Wisdom Better than Folly

Ecclesiastes 9

11 Ik keerde mij, en zag onder de zon, dat de loop niet is der snellen, noch de strijd der helden, noch ook de spijs der wijzen, noch ook de rijkdom der verstandigen, noch ook de gunst der welwetenden, maar dat tijd en toeval aan alle dezen wedervaart; 12 Dat ook de mens zijn tijd niet weet, gelijk de vissen, die gevangen worden met het boze net; en gelijk de vogelen, die gevangen worden met den strik; gelijk die, alzo worden de kinderen der mensen verstrikt, ter bozer tijd, wanneer derzelve haastelijk over hen valt.

13 Ook heb ik onder de zon deze wijsheid gezien, en zij was groot bij mij: 14 Er was een kleine stad, en weinig lieden waren daarin; en een groot koning kwam tegen haar, en hij omsingelde ze, en hij bouwde grote vastigheden tegen haar. 15 En men vond daar een armen wijzen man in, die de stad verloste door zijn wijsheid; maar geen mens gedacht denzelven armen man. 16 Toen zeide ik: Wijsheid is beter dan kracht, hoewel de wijsheid des armen veracht, en zijn woorden niet waren gehoord geweest.

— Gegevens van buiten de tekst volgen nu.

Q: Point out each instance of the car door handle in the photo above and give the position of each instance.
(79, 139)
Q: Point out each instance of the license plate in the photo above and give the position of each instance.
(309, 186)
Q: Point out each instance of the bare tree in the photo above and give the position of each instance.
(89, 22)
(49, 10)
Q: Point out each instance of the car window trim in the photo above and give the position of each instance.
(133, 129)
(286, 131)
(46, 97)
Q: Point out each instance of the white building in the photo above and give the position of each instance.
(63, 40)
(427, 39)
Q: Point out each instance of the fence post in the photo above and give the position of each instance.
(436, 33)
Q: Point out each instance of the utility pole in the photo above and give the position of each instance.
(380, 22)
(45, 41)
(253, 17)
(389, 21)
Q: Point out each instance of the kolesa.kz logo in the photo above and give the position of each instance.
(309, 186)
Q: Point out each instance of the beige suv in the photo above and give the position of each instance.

17 De woorden der wijzen moeten in stilheid aangehoord worden, meer dan het geroep desgenen, die over de zotten heerst. 18 De wijsheid is beter dan de krijgswapenen, maar een enig zondaar verderft veel goeds.

Ecclesiastes 10

1 Een dode vlieg doet de zalf des apothekers stinken en opwellen; alzo een weinig dwaasheid een man, die kostelijk is van wijsheid en van eer. 2 Het hart des wijzen is tot zijn rechterhand, maar het hart eens zots is tot zijn linkerhand. 3 En ook wanneer de dwaas op den weg wandelt, zijn hart ontbreekt hem, en hij zegt tot een iegelijk, dat hij dwaas is. 4 Als de geest des heersers tegen u oprijst, verlaat uw plaats niet; want het is medicijn, het stilt grote zonden.

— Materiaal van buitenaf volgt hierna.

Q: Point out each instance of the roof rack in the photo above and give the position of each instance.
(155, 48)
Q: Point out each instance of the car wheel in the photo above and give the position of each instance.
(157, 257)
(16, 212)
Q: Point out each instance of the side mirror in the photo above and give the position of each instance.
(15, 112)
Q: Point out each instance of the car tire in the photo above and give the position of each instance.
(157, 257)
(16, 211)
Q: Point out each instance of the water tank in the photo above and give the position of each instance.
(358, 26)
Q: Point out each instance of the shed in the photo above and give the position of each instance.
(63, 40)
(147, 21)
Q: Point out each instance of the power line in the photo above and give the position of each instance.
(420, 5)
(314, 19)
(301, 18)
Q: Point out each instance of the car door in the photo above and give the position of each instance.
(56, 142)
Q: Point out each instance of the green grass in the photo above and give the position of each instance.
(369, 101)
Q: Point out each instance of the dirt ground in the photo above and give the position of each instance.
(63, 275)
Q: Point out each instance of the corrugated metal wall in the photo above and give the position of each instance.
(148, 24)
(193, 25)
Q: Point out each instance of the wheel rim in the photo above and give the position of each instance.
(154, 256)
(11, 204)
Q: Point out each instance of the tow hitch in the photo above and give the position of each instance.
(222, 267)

5 Er is nog een kwaad, dat ik gezien heb onder de zon, als een dwaling, die van het aangezicht des oversten voortkomt. 6 Een dwaas wordt gezet in grote hoogheden, maar de rijken zitten in de laagte. 7 Ik heb knechten te paard gezien, en vorsten, gaande als knechten op de aarde.

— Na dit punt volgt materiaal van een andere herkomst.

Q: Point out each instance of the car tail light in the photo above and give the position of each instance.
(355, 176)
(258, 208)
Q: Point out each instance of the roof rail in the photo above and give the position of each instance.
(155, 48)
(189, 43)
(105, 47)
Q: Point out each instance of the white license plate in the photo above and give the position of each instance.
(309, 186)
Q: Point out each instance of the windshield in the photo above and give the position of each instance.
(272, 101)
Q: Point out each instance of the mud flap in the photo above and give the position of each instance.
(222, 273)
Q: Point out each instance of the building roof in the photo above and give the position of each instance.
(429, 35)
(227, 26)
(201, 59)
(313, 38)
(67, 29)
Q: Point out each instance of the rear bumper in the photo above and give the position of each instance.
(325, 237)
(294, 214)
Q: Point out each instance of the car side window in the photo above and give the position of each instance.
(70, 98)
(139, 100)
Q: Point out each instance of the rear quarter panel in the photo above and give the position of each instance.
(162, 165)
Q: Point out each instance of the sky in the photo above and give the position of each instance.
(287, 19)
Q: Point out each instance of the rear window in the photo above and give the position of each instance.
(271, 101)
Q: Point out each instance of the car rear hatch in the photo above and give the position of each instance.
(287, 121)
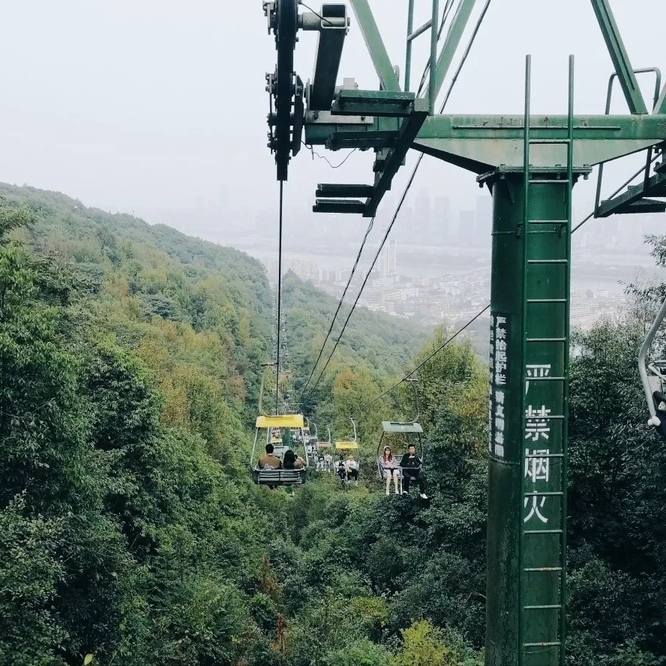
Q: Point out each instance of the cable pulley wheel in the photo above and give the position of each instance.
(283, 87)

8 Wie een kuil graaft, zal daarin vallen; en wie een muur doorbreekt, een slang zal hem bijten. 9 Wie stenen wegdraagt, zal smart daardoor lijden; wie hout klieft, zal daardoor in gevaar zijn. 10 Indien hij het ijzer heeft stomp gemaakt, en hij slijpt de snede niet, dan moet hij meerder kracht te werk stellen; maar de wijsheid is een uitnemende zaak, om iets recht te maken. 11 Indien de slang gebeten heeft, eer der bezwering geschied is, dan is er geen nuttigheid voor den allerwelsprekendsten bezweerder.

12 De woorden van een wijzen mond zijn aangenaam; maar de lippen van een zot verslinden hemzelve. 13 Het begin der woorden zijns monds is dwaasheid, en het einde zijns monds is boze dolligheid. 14 De dwaas maakt wel veel woorden; maar de mens weet niet, wat het zij, dat geschieden zal; en wat na hem geschieden zal, wie zal het hem te kennen geven? 15 De arbeid der zotten maakt een iegelijk van hen moede; dewijl zij niet weten naar de stad te gaan.

16 Wee u, land! welks koning een kind is, en welks vorsten tot in den morgenstond eten! 17 Welgelukzalig zijt gij, land! welks koning een zoon der edelen is, en welks vorsten ter rechter tijd eten, tot sterkte en niet tot drinkerij. 18 Door grote luiheid verzwakt het gebint, en door slapheid der handen wordt het huis doorlekkende. 19 Men maakt maaltijden om te lachen, en de wijn verheugt de levenden, en het geld verantwoordt alles. 20 Vloek den koning niet, zelfs in uw gedachten, en vloek den rijke niet in het binnenste uwer slaapkamer; want het gevogelte des hemels zou de stem wegvoeren, en het gevleugelde zou het woord te kennen geven.